B. vast te stellen de navolgende:"Regeling gebruik passantenhaven Geertruidenberg 2010".

 

 

 

Hoofdstuk I. Algemene bepalingen en definities

Artikel 1 Werkingssfeer

Deze regeling is van toepassing op de passantenhaven gelegen binnen het bestemmingsplan "De Bergse Poort" van de gemeente Geertruidenberg.

 

Artikel 2 Begripsomschrijvingen

  • 1.

    haven: de passantenhaven gelegen in bestemmingsplan "De Bergse Poort" van de gemeente Geertruidenberg;

  • 2.

    pleziervaartuig: een vaartuig waarmee uitsluitend voor genoegen en ontspanning wordt gevaren, niet zijnde een bedrijfsvaartuig;

  • 3.

    havenmeester: de door burgemeester en wethouders aangestelde persoon (personen) belast met het toezicht op de haven en het innemen van ligplaats daarin;

  • 4.

    passant: de gezagvoerder of schipper als bedoeld in artikel 1.02 van het Binnenvaartpolitiereglement, dan wel degene die op het vaartuig feitelijk de leiding in handen heeft.

     

Hoofdstuk II. Van de orde en veiligheid in het algemeen.

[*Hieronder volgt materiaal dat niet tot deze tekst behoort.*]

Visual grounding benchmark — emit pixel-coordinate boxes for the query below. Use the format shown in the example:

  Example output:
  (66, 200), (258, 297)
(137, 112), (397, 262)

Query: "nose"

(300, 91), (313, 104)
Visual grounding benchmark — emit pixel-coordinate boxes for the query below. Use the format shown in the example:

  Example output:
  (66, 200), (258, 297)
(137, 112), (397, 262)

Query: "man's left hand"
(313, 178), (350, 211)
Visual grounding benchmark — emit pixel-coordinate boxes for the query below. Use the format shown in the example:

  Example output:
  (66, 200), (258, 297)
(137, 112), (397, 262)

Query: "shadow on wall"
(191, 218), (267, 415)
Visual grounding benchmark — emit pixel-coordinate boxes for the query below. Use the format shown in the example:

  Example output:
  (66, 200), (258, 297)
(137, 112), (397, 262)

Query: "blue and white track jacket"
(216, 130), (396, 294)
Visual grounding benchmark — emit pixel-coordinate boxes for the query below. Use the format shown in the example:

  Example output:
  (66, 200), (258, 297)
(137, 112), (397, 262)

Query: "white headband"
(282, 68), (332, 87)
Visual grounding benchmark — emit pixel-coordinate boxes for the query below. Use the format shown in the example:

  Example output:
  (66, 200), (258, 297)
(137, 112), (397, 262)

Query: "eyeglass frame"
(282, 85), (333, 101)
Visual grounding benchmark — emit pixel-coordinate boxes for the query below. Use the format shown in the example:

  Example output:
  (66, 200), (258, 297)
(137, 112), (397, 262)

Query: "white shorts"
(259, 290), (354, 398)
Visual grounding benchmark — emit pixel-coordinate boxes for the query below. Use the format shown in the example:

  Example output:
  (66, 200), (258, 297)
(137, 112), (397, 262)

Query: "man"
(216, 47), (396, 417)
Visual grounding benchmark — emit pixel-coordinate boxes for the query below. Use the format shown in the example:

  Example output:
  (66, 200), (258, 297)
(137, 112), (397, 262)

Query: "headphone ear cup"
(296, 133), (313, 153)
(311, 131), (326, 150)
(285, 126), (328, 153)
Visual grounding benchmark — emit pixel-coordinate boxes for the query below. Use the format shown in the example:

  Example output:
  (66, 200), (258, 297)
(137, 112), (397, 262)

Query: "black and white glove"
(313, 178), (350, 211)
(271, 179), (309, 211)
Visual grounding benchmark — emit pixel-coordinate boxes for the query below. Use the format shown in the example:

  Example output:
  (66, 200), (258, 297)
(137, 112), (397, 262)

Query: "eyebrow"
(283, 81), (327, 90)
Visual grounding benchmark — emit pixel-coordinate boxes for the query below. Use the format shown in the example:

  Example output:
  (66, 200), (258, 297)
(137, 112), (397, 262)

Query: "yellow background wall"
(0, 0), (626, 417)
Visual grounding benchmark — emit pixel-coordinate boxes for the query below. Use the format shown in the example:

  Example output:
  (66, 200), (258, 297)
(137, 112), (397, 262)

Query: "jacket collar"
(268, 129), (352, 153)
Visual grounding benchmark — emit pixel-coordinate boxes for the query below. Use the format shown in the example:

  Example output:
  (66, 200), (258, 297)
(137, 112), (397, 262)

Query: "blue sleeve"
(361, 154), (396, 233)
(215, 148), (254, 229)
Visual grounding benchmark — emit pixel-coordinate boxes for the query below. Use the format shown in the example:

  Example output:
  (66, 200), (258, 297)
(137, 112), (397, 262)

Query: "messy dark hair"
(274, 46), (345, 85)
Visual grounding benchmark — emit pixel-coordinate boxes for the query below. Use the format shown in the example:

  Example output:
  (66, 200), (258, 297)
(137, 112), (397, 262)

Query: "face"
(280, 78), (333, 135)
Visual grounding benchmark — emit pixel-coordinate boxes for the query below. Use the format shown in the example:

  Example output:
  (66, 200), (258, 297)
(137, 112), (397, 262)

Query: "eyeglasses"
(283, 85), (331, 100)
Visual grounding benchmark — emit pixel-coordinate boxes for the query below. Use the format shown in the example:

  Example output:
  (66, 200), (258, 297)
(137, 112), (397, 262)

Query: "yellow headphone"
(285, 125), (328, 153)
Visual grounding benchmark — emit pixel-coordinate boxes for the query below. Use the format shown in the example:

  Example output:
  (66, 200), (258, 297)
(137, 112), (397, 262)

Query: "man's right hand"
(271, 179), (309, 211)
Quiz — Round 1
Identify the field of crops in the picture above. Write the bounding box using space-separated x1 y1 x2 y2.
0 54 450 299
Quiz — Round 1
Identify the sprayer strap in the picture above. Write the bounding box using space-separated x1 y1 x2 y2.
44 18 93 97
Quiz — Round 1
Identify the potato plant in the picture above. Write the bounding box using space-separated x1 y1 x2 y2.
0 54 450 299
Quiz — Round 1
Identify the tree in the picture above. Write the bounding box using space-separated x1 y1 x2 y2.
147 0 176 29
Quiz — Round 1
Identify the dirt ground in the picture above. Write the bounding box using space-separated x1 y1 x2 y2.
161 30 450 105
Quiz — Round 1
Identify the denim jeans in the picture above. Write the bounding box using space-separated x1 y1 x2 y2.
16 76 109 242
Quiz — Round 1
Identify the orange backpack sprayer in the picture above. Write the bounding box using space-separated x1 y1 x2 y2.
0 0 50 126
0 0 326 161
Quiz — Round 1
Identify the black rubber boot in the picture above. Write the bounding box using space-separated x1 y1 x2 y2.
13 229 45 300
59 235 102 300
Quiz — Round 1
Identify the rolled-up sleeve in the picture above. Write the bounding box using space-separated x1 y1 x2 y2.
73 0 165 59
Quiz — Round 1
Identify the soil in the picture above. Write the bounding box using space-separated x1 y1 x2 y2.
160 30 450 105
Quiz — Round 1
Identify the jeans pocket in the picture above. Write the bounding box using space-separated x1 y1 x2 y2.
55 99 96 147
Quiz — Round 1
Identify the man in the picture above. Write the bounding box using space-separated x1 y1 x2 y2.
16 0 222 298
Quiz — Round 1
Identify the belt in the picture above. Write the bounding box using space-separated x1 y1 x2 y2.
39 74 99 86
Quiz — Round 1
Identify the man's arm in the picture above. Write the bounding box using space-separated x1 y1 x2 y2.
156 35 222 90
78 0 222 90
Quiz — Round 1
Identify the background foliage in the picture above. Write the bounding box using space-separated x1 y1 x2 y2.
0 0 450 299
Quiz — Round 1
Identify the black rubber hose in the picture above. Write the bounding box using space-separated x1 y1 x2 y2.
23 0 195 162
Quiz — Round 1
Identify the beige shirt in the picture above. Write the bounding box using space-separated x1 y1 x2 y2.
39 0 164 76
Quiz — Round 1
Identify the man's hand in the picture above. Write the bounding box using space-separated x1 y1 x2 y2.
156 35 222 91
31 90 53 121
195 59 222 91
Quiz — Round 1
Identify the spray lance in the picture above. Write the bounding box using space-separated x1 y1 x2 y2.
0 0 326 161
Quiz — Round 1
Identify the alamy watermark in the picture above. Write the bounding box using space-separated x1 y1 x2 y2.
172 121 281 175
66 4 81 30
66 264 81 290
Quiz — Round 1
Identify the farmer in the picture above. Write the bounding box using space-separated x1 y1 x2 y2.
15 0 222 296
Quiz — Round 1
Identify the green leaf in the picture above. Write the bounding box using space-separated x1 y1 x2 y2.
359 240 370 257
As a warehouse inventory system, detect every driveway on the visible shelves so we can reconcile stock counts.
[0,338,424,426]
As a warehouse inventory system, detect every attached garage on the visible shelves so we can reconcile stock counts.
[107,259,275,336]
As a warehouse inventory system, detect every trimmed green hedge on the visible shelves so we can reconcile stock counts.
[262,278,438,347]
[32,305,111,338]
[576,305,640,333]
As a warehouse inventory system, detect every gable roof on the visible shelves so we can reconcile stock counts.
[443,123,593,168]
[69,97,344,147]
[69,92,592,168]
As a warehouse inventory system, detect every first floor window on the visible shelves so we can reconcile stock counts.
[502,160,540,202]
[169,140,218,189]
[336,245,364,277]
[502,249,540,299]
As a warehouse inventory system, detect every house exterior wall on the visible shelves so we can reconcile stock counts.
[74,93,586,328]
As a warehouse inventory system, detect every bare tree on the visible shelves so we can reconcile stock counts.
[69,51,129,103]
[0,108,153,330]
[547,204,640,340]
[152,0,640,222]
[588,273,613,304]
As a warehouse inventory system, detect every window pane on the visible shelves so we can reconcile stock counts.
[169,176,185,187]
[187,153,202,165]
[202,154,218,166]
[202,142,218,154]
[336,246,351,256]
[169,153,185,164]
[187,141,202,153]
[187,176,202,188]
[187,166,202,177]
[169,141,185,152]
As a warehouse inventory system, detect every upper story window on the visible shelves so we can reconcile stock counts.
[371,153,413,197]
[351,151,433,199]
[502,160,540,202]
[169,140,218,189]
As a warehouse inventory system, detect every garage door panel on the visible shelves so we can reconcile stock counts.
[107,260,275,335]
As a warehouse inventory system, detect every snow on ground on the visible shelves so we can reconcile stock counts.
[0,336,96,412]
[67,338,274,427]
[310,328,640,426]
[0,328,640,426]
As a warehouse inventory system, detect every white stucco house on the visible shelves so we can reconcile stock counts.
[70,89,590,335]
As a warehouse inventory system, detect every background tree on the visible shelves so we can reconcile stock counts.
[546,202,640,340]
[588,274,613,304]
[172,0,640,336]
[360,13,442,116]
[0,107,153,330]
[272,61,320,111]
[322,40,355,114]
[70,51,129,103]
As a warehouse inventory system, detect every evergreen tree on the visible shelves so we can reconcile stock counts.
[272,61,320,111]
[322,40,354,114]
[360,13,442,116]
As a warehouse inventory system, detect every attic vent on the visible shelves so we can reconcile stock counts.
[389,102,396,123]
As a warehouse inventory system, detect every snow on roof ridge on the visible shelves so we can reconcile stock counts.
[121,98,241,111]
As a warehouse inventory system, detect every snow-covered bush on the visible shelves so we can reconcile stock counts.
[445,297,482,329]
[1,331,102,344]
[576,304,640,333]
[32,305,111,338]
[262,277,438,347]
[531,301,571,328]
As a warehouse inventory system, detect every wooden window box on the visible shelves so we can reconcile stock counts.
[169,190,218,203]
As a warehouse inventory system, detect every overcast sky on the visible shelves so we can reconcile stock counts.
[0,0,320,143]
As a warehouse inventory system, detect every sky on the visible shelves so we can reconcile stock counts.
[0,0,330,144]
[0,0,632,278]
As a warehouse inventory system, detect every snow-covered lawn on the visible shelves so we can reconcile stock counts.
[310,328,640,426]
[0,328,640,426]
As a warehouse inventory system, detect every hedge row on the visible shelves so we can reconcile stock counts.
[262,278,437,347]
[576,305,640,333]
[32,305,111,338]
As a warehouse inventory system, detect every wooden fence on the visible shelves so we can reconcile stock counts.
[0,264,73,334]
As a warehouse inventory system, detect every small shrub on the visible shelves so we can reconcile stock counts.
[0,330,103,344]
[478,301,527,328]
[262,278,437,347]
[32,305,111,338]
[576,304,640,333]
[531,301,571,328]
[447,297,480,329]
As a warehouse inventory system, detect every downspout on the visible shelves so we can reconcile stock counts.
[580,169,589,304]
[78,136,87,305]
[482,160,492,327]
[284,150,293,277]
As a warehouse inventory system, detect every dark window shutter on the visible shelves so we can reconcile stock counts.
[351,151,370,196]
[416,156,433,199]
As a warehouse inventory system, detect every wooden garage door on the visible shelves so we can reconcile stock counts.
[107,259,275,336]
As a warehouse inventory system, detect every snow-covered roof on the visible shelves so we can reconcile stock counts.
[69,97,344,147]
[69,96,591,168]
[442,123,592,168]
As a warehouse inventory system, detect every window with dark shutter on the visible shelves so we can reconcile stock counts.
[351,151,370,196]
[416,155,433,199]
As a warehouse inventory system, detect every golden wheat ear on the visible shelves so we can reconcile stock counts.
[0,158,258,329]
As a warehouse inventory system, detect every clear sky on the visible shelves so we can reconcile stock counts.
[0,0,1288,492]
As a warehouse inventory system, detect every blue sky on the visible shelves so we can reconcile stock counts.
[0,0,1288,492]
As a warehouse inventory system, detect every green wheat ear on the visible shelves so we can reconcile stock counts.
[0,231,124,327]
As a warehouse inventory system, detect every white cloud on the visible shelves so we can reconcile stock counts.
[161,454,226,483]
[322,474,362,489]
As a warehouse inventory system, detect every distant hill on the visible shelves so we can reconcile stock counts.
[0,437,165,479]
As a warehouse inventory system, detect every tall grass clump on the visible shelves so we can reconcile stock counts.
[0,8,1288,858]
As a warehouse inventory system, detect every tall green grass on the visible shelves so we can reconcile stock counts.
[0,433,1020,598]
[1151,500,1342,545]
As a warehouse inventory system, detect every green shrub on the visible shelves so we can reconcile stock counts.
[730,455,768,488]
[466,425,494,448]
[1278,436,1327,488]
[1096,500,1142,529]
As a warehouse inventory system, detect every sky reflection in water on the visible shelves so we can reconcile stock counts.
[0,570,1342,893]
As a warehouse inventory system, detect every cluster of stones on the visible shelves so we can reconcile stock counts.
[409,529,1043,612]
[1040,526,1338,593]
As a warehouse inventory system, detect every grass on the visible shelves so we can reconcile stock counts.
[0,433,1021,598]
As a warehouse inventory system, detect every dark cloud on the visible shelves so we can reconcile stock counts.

Artikel 3 Vrijhouden vaarwater.

De passant is verplicht er voor te zorgen, dat de landvasten van zijn pleziervaartuig zodanig zijn aangebracht, dat aan andere passanten bij de doorvaart geen hinder wordt veroorzaakt.

 

Artikel 4 Vrijhouden en bescherming steigers.

Het is verboden:

  • 1.

    op de steigers voorwerpen en/of goederen op te slaan, te plaatsen of te hebben;

  • 2.

    over de steigers landvasten aan te brengen of te hebben.

 

Hoofdstuk III. Van de ligplaatsen enz.

Artikel 5 Innemen van een ligplaats.

  • 1.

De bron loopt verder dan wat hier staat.